Maureen Sherry spent the first half of her adult life climbing rungs in some of Wall Street’s biggest investment banks and the next half among other affluent moms, many married to leaders in finance.

This month she published “Opening Belle,” a novel that comically and bitingly chronicles male antics of those worlds, from a boy snapping a thong in a preschool to the entrenched misogyny of men on the trading floor -- as well as the dynamics of women who surround them. As the title suggests, they’re the characters who are front and center. A movie already is being developed by Warner Bros. and Reese Witherspoon’s production company.

“Opening Belle” follows Isabelle, initially the most reluctant member of the secret “Glass Ceiling Club” formed by her female colleagues. When anonymous memos start going around calling out men on their sexist behavior, Isabelle gets angry. It’s only when her boss insists she split her profits 60/40 with a lazy, junior male colleague that her feminist fervor kicks up. The book’s jacket boils down that side of the story like so: “Getting rich on Wall Street would be a lot more fun if the men would keep their hands off her assets.”

But while it spotlights the male-dominated work culture the author came up in, Sherry’s portrayal of the women’s relationships shows men aren’t the only ones who need to change. Isabelle watches other women with shades of respect, amusement and contempt: “They have jewelry usually bought from each other” and angle for play dates with the billionaires’ kids. Yet even the woman who stole her fiance earns her admiration for running the man’s life so smoothly.

‘Snide Remarks’

“I had the advantage of having been on both sides, with the women who didn’t work outside of the home and the women who did,” Sherry, 51, says in an interview. “I was very sensitive to when one group would be unkind about the other.”
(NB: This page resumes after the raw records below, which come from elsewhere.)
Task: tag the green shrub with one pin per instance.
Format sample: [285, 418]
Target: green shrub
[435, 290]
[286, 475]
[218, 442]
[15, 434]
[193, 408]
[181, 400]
The effect of Wall Street’s culture on the next generation culminates in the back of a preschool assembly. Isabelle is sitting there with other oddballs when her son springs forward and tugs hard on the underwear peeking from the jeans of the woman who stole her fiance. Snap!

In the novel, Isabelle is a managing director at an investment bank. In reality, Sherry held that same title at Bear Stearns Cos., where she worked in institutional equities. (Her husband, Steve Klinsky, founded and runs private equity firm New Mountain Capital.)

While there was no thong-snapping incident in real life, Sherry says there was a time when she sat with a child who noticed another mom’s thong peeking up. “He was fascinated.” As for the preschool scene, she says, it’s “pretty accurate.”

Sherry also witnessed frictions between women on and off Wall Street. She recalls working women’s “snide remarks” about the way a year-end teacher’s gift was handled by the moms without jobs. “That sort of stuff really hurt me,” she says. “I always come back to the fact that one group needs the other.”

Seeking Acceptance

Such attitudes compound the challenges women face and shape how the next generation behaves, she says.

“Men do not judge each other through such a harsh scope, and women really need to just stop,” Sherry says. “We’re telling our kids to be nice and more attuned to bullying, and sometimes I think they are learning from us this tendency, out of insecurity or whatever it is, to tap into a mean-girls thing.”

Sherry left Bear Stearns and soon enrolled in a masters of fine arts program at Columbia University. “I wanted to have something that was mine and wasn’t nearly as time consuming,” she says. That shifted her focus from dealing with men to dealing with women.

On Wall Street, “I wanted to be so part of the team and be accepted. There were so few women, of course your alliances were with men,” she says. After leaving, “it was really the first time since college that I made friends with women again.”

The former rower fit in, mostly. “I was seen as quirky,” she says. “I had this crazy bicycle I would take to school, with a kid in the front and one in the back. There were a lot more black sedans.”

The other night she and her husband hosted a cocktail party for the parents of kids in her eighth-grader’s class (they have four children -- two from before she left Bear Stearns and two after). She enjoys such gatherings. “Just being in the flow of e-mail and comments: It sounds really mundane and maybe the former me would have pooh-poohed it, but it’s just nice to have that connection with other people. Before you didn’t have time for it.”